Defense attorneys contend that Cornwell should have disclosed her relationship with English to the three defendants whom she represented in trials with English as the presiding judge. The fourth defendant is appealing because Cornwell represented a codefendant in his case before Judge English.
In a court hearing April 20, two public defender attorneys and state prosecutors stipulated to the facts surrounding the October 2008 incident in which a sheriff’s deputy investigating a suspicious vehicle in a failed subdivision discovered Cornwell and English engaged in sexual intercourse.
The decision on whether to grant the new trial motions rests with Fayette County Superior Court Judge Fletcher Sams, who by all accounts is in a tough spot. If he orders new trials, the victims in all four cases will have to relive their cases, and they almost certainly would be required to testify again.
In one of the cases, that means a girl will have to testify again about how a relative raped her days after he got out of prison, said Assistant District Attorney David Younker. The defendant, William Jacob Nutt, was convicted of aggravated child molestation and aggravated sexual battery, but not guilty of rape, and English sentenced him to life in prison March 24, 2010.
Likewise, prosecutors expect it to be traumatic for a carjacking victim to relive the tale of how he was kidnapped at gunpoint from a convenience store in downtown Fayetteville and forced into the trunk of a car, Younker said. The defendant Cornwell represented in that case, Travion Marquez Willis, was convicted of armed robbery, kidnapping, aggravated assault, possession of a firearm during the commission of a crime and motor vehicle theft. Also convicted of the exact same charges in that case was Willis’ codefendant Christopher Deangelo Wakefield, who was represented at trial by attorney Vernon Smith.
English sentenced Wakefield to life in prison plus 20 years and Willis to life in prison Nov. 14, 2008.
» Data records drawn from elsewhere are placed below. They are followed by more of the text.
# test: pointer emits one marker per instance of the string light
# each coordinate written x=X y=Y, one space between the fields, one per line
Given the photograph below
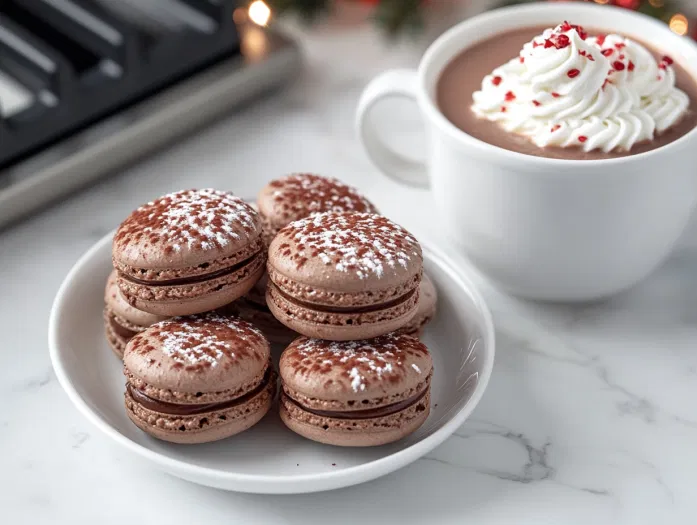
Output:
x=259 y=12
x=679 y=24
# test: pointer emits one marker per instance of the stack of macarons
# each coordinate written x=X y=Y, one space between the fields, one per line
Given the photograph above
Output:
x=203 y=281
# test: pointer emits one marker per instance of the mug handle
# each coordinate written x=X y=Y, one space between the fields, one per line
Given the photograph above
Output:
x=401 y=83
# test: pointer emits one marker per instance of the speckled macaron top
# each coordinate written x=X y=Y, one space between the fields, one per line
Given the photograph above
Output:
x=191 y=230
x=344 y=252
x=118 y=305
x=297 y=196
x=200 y=355
x=355 y=375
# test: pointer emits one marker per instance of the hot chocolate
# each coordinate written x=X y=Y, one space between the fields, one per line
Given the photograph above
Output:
x=568 y=94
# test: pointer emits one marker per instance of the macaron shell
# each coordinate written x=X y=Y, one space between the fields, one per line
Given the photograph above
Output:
x=299 y=195
x=186 y=229
x=202 y=428
x=263 y=319
x=193 y=298
x=350 y=252
x=355 y=375
x=198 y=355
x=426 y=309
x=336 y=326
x=115 y=300
x=355 y=432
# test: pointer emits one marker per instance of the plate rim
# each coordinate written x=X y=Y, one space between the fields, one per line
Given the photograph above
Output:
x=284 y=484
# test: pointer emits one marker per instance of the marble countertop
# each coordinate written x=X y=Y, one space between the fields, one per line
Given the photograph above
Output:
x=589 y=418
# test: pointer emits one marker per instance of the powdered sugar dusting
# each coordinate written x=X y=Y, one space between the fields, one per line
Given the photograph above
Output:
x=360 y=243
x=195 y=219
x=362 y=362
x=300 y=195
x=205 y=341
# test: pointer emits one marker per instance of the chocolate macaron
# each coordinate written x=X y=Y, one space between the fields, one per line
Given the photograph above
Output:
x=425 y=311
x=253 y=309
x=189 y=252
x=356 y=393
x=121 y=320
x=344 y=276
x=300 y=195
x=198 y=379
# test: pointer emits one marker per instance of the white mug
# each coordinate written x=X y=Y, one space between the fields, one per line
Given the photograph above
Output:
x=549 y=229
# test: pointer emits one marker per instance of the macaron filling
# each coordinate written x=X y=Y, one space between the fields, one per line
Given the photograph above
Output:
x=371 y=413
x=118 y=329
x=198 y=278
x=177 y=409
The fourth defendant seeking a new trial on the basis of the Cornwell-English affair is Calvin Obie Boynton, who was found guilty Sept. 15, 2009 of armed robbery, aggravated assault, possession of a sawed-off shotgun and another weapons charge, all stemming from the May 2009 robbery of the United Community Bank off Wisdom Road in Peachtree City.
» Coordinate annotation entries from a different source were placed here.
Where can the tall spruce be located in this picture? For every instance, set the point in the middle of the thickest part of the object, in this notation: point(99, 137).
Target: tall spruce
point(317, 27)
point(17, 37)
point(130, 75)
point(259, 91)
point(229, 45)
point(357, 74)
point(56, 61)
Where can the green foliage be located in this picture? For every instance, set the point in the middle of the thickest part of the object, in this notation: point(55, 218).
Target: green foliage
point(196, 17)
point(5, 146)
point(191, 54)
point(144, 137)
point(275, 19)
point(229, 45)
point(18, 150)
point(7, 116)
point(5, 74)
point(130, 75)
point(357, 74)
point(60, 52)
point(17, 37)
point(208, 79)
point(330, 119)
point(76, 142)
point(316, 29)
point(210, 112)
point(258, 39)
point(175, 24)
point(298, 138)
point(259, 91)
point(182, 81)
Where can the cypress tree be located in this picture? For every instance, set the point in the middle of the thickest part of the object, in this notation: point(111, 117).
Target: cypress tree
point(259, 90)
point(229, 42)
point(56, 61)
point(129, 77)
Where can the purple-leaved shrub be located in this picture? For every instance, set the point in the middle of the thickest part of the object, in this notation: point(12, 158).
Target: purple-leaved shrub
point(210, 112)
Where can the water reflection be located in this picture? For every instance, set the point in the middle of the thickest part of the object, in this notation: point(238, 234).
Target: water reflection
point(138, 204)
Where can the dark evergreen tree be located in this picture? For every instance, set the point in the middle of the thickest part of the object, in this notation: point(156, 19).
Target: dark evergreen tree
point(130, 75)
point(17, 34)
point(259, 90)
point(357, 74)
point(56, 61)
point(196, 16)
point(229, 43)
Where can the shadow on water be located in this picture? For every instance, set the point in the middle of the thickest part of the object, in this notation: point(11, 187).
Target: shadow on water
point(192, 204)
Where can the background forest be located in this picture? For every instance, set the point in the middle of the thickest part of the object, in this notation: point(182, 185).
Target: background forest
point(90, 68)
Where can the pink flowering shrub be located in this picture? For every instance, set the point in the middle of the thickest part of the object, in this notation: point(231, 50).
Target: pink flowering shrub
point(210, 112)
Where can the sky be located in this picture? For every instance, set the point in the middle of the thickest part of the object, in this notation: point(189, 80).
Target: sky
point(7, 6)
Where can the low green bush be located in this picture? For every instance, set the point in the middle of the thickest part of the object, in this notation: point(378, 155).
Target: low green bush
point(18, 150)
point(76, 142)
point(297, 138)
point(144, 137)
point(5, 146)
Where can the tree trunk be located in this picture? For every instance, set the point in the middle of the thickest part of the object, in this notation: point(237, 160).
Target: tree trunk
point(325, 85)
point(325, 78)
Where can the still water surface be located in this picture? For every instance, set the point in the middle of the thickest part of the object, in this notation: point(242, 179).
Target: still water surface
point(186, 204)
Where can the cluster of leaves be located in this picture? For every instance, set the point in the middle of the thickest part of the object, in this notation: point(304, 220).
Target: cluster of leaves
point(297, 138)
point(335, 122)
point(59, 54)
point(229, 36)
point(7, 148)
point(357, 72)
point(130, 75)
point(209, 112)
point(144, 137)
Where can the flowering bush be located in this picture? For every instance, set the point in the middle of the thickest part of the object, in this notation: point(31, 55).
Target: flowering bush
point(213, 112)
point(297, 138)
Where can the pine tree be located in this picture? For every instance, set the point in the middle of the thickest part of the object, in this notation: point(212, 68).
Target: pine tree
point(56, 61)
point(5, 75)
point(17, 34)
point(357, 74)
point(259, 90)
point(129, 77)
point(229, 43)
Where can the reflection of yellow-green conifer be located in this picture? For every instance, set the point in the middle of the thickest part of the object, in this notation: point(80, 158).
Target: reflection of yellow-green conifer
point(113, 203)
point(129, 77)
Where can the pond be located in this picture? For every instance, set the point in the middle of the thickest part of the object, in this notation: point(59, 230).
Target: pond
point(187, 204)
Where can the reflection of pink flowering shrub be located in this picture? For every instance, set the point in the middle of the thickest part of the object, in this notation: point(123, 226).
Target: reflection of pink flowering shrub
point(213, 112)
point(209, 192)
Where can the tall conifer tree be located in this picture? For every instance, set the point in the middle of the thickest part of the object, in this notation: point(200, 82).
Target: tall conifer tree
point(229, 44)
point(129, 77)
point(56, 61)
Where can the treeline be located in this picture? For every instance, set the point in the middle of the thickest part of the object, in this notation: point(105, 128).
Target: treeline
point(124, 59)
English sentenced Boynton to life plus 30 years in prison.
At last Wednesday’s motions hearing, assistant district attorneys David Younker and Jeremy Hayes argued that there was nothing in the transcript of either trial to indicate there was judicial bias against any defendants.
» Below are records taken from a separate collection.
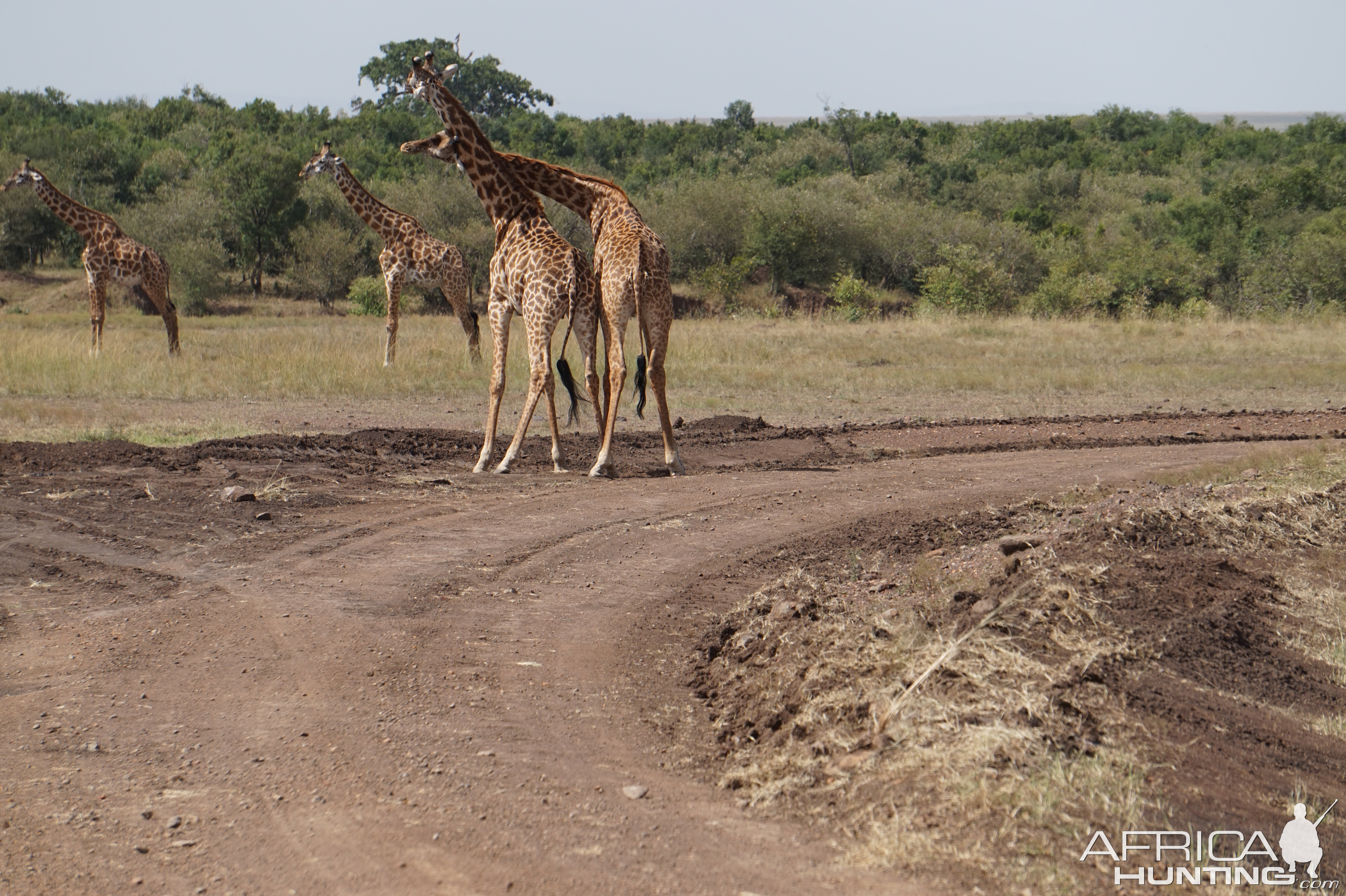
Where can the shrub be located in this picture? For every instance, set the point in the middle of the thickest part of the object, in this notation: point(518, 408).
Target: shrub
point(1065, 295)
point(855, 298)
point(328, 261)
point(725, 280)
point(967, 283)
point(182, 224)
point(368, 297)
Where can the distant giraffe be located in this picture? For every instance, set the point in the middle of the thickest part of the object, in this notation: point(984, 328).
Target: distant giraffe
point(410, 252)
point(110, 256)
point(632, 267)
point(535, 272)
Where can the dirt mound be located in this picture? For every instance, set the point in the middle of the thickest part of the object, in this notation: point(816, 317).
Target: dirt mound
point(727, 423)
point(1159, 635)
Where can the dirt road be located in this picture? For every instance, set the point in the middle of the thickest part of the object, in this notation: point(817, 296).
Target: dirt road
point(412, 680)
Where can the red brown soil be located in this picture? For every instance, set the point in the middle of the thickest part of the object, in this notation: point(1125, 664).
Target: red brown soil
point(400, 684)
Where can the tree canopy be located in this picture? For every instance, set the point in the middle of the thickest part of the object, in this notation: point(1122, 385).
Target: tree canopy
point(1112, 210)
point(481, 85)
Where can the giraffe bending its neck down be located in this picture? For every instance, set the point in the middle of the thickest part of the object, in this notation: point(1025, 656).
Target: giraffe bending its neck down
point(632, 268)
point(110, 256)
point(535, 272)
point(410, 252)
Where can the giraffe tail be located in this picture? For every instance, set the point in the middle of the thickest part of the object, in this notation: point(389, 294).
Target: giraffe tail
point(563, 368)
point(638, 393)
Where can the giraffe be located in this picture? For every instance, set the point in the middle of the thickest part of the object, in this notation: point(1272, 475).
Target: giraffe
point(535, 272)
point(410, 252)
point(110, 256)
point(632, 268)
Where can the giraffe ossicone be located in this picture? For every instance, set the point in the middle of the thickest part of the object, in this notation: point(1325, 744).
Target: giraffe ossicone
point(410, 253)
point(110, 256)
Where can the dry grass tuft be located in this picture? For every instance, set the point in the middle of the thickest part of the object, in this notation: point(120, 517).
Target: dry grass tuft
point(980, 742)
point(792, 372)
point(908, 731)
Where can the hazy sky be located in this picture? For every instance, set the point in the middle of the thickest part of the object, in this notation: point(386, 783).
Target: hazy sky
point(691, 58)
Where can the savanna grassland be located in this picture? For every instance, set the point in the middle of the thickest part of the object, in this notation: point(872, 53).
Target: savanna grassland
point(1104, 213)
point(248, 373)
point(862, 657)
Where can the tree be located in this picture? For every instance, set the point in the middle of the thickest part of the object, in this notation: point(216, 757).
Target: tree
point(481, 85)
point(260, 196)
point(846, 123)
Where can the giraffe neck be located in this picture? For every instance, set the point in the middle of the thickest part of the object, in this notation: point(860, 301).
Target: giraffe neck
point(591, 198)
point(384, 221)
point(503, 197)
point(83, 219)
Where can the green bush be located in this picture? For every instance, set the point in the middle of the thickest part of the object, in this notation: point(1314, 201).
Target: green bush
point(855, 299)
point(725, 280)
point(1065, 295)
point(967, 283)
point(328, 260)
point(368, 297)
point(182, 224)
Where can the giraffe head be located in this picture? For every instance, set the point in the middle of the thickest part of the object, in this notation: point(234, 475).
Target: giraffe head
point(423, 72)
point(25, 177)
point(325, 162)
point(441, 146)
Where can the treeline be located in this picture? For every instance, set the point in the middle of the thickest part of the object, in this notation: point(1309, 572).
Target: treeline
point(1112, 212)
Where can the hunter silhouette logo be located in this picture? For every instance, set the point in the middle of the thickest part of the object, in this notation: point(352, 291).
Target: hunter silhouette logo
point(1219, 858)
point(1299, 841)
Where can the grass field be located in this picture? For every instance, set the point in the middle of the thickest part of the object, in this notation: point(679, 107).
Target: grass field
point(251, 373)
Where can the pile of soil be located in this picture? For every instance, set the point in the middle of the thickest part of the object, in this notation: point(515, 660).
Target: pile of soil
point(1201, 665)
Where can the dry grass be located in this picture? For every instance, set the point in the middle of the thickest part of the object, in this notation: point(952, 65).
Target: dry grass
point(935, 745)
point(933, 750)
point(792, 371)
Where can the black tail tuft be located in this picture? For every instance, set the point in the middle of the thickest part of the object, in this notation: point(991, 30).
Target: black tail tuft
point(640, 387)
point(563, 373)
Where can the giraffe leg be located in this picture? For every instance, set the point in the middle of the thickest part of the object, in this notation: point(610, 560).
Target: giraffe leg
point(501, 314)
point(462, 303)
point(393, 286)
point(157, 295)
point(540, 380)
point(552, 422)
point(659, 345)
point(616, 380)
point(586, 336)
point(97, 311)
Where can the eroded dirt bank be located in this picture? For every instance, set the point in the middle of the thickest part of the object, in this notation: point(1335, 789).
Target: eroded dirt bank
point(415, 680)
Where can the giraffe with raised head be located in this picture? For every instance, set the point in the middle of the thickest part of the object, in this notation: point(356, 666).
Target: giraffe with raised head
point(110, 256)
point(632, 268)
point(535, 272)
point(410, 253)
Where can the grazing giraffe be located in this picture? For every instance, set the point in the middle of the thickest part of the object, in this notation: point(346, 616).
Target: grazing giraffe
point(410, 252)
point(632, 268)
point(110, 256)
point(535, 272)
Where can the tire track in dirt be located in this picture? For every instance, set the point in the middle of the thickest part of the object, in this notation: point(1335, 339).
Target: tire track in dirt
point(387, 709)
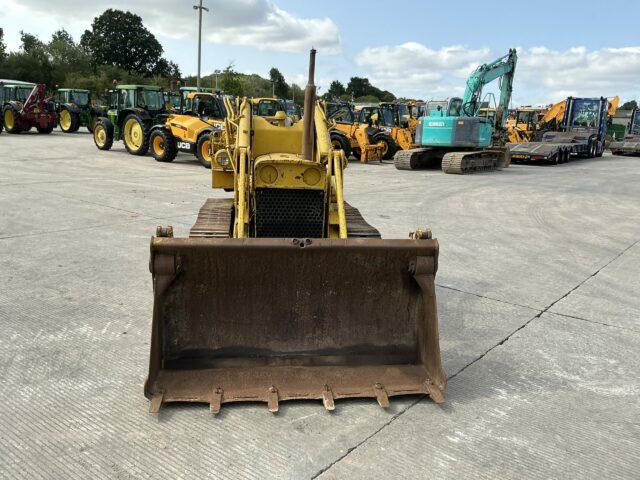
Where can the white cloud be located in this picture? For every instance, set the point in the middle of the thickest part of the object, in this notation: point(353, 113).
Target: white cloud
point(552, 74)
point(543, 75)
point(414, 70)
point(256, 23)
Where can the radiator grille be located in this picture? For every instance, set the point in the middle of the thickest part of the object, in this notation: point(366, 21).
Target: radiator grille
point(289, 213)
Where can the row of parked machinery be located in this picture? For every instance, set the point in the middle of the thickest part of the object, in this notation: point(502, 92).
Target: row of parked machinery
point(463, 135)
point(283, 291)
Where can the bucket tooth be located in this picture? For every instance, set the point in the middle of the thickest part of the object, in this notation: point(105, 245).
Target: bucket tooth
point(216, 401)
point(327, 398)
point(156, 402)
point(381, 395)
point(434, 392)
point(272, 399)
Judge Sams later remarked that judicial bias can appear in ways that aren’t communicated in the transcript, such as the jurist’s facial reactions to the presentation of certain evidence, for example.
Sams recalled as a young lawyer when he started to “score points” in a particular trial, the judge would activate his loud pencil sharpener, and the net affect was to stall his momentum, while also potentially distracting the jury.
Younker also argued that it was the jury in each of the four cases that convicted the defendants, not Judge English.
Before Sams will rule in the case, the defendants will have to testify as to what they did or did not know about the relationship between Cornwell and English prior to their trials. The defendants were not in court for the motions hearing last Wednesday despite orders that were sent for them to be brought from their respective state prison facilities.
Also at last week’s hearing, the court heard testimony that Judge English in 2009 attended a public defenders conference in Reno, Nev., with Cornwell.
Defense attorney Steve Phillips had hoped to elicit testimony from Cornwell, but through her attorney she asserted her right against self-incrimination offered by the Fifth Amendment to the U.S. Constitution.
According to the Georgia Bar’s online directory of attorneys, Cornwell is currently practicing with the law office of Bruce S. Harvey, and she is listed as an “active member in good standing” with no public disciplinary history on record.
Likewise, the Georgia Bar’s website still lists English as “an “active member in good standing” with no public disciplinary history on record, though it also lists him as still being a judge for the Griffin Judicial Circuit.
English resigned in April 2010 as he faced an investigation into the affair by the Georgia Judicial Qualifications Commission. Cornwell months later also resigned from her position at the Fayette County Public Defender’s Office after she was initially placed on paid administrative leave.